Covered Sexual Harassment under the CUNY SMP
Title IX Sexual Harassment includes any conduct (on the basis of sex) that occurs in CUNY’s education program or activity against a person in the U.S. that satisfies one or more of the following:

  1. An employee conditioning educational benefits on participation in unwelcome sexual conduct (i.e., quid pro quo); (examples: a teacher telling a student they will get an “A” if they agree to go on a date with them/academic advancement or career advancement conditioned upon submission to sexual demands);
  2. Unwelcome conduct that a reasonable person would determine is so severe, pervasive, and objectively offensive that it effectively denies a person equal access to the educational institution’s education program or activity; (examples: continued and ongoing sexual advances and/or inappropriate touching)
  3. Sexual assault (as defined in the Clery Act), which includes any sexual act directed against another person, without the consent of the victim including instances where the victim is incapable of giving consent;
  4. Dating violence which includes any violence committed by a person who is or has been in a social relationship of a romantic or intimate nature with the victim. Determining whether violence constitutes dating violence is based on facts presented by complainant;
  5. Domestic violence (as defined in the VAWA amendments to the Clery Act);
  6. Stalking - engaging in a course of conduct directed at a specific person that would cause a reasonable person to fear for their safety (example of stalking behaviors can include: repeated phone calls, texts, emails, photos)

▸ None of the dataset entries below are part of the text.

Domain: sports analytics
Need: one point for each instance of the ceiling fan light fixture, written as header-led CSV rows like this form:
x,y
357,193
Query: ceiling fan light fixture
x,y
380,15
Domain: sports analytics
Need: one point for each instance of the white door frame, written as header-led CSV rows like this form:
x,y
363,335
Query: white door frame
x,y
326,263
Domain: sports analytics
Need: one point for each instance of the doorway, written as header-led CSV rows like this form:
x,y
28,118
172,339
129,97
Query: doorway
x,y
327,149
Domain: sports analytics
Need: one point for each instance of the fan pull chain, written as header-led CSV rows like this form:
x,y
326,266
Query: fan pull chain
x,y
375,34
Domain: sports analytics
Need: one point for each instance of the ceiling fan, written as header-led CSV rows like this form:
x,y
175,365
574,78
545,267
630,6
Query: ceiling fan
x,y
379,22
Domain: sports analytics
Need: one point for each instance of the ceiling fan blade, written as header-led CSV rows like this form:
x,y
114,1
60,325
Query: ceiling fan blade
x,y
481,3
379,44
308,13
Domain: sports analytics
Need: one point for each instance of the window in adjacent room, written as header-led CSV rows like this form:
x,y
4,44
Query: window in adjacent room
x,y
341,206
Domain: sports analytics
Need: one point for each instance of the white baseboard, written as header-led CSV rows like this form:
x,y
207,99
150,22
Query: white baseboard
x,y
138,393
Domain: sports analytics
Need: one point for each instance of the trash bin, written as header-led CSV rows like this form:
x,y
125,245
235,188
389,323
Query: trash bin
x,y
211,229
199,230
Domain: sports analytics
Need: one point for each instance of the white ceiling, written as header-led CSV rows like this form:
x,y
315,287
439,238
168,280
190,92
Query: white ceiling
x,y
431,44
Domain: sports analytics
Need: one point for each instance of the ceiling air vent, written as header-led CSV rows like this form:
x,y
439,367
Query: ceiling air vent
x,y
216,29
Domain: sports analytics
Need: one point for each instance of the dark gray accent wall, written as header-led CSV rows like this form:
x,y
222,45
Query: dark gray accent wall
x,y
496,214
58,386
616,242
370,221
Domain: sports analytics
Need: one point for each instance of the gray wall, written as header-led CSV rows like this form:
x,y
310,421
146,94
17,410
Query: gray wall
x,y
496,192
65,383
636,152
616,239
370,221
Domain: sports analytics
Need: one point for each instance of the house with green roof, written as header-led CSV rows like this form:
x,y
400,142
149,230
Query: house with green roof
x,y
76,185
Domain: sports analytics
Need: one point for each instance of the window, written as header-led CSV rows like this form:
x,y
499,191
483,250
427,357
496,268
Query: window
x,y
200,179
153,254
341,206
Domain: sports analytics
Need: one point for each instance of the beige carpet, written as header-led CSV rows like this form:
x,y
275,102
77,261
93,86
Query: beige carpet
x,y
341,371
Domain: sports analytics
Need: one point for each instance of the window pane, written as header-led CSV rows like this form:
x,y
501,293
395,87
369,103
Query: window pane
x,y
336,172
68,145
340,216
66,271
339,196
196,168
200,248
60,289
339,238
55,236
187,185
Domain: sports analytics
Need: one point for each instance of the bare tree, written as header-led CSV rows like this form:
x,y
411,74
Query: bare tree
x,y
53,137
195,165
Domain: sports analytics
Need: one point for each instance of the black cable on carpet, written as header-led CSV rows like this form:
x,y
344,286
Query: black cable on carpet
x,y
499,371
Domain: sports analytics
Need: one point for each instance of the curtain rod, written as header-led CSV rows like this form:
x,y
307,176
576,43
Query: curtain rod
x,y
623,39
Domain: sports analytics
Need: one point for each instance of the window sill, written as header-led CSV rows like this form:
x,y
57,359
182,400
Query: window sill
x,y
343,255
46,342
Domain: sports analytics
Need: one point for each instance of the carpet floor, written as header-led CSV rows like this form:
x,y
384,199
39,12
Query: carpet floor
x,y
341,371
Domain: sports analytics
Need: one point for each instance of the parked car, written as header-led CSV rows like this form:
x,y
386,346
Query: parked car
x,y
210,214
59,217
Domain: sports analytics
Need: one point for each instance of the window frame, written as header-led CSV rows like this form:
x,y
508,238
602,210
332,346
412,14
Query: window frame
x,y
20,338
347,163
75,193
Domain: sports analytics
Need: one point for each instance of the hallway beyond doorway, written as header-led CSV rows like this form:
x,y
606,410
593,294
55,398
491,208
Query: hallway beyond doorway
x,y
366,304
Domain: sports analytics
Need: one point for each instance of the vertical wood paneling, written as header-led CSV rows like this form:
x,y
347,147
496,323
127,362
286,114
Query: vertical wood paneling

CUNY will continue to investigate all sexual harassment. Examples of sexual harassment that would be considered violations of the CUNY Policies but would not fall into the category of Title IX Sexual Harassment may include: an unwelcome comment about someone’s appearance, the request for a date, a sexual advance from a colleague.

Any person can report sexual harassment whether they are alleged to be the victim of the conduct or not. Reports can be made to Public Safety, Dean of Students, and HR (all of whom will provide privacy, but not confidentiality, upon receiving a report of conduct prohibited under this policy). To file a Formal Complaint, a complainant (the alleged victim) must provide the Title IX Coordinator a written, signed complaint describing the facts alleged. If a complainant does not wish to make a Formal Complaint, the Title IX Coordinator may determine a Formal Complaint is still necessary (reasons may include: severity of the misconduct and safety risk to college community). Notice to parties will be provided by the Title IX Coordinator. Timeframe for grievance process begins with the filing of a Formal Complaint and will be concluded within a reasonably prompt manner, no longer than 120 days. If there is a delay parties will be notified and reason will be documented (reasons for delay may include: unavailability of parties and request by law enforcement).

After a formal complaint is filed, there will be an assessment of whether this is a Title IX Sexual Harassment Case, ie – if substantiated, would the alleged conduct constitute (1) quid pro quo harassment by an employee, (2) severe persistent and objectively offensive sexual harassment, or (3) sexual assault, domestic violence or dating violence or stalking?  If the answer to the above question is “no,” Title IX Coordinator can consider proceeding as a Non-Title IX Sexual Misconduct Matter.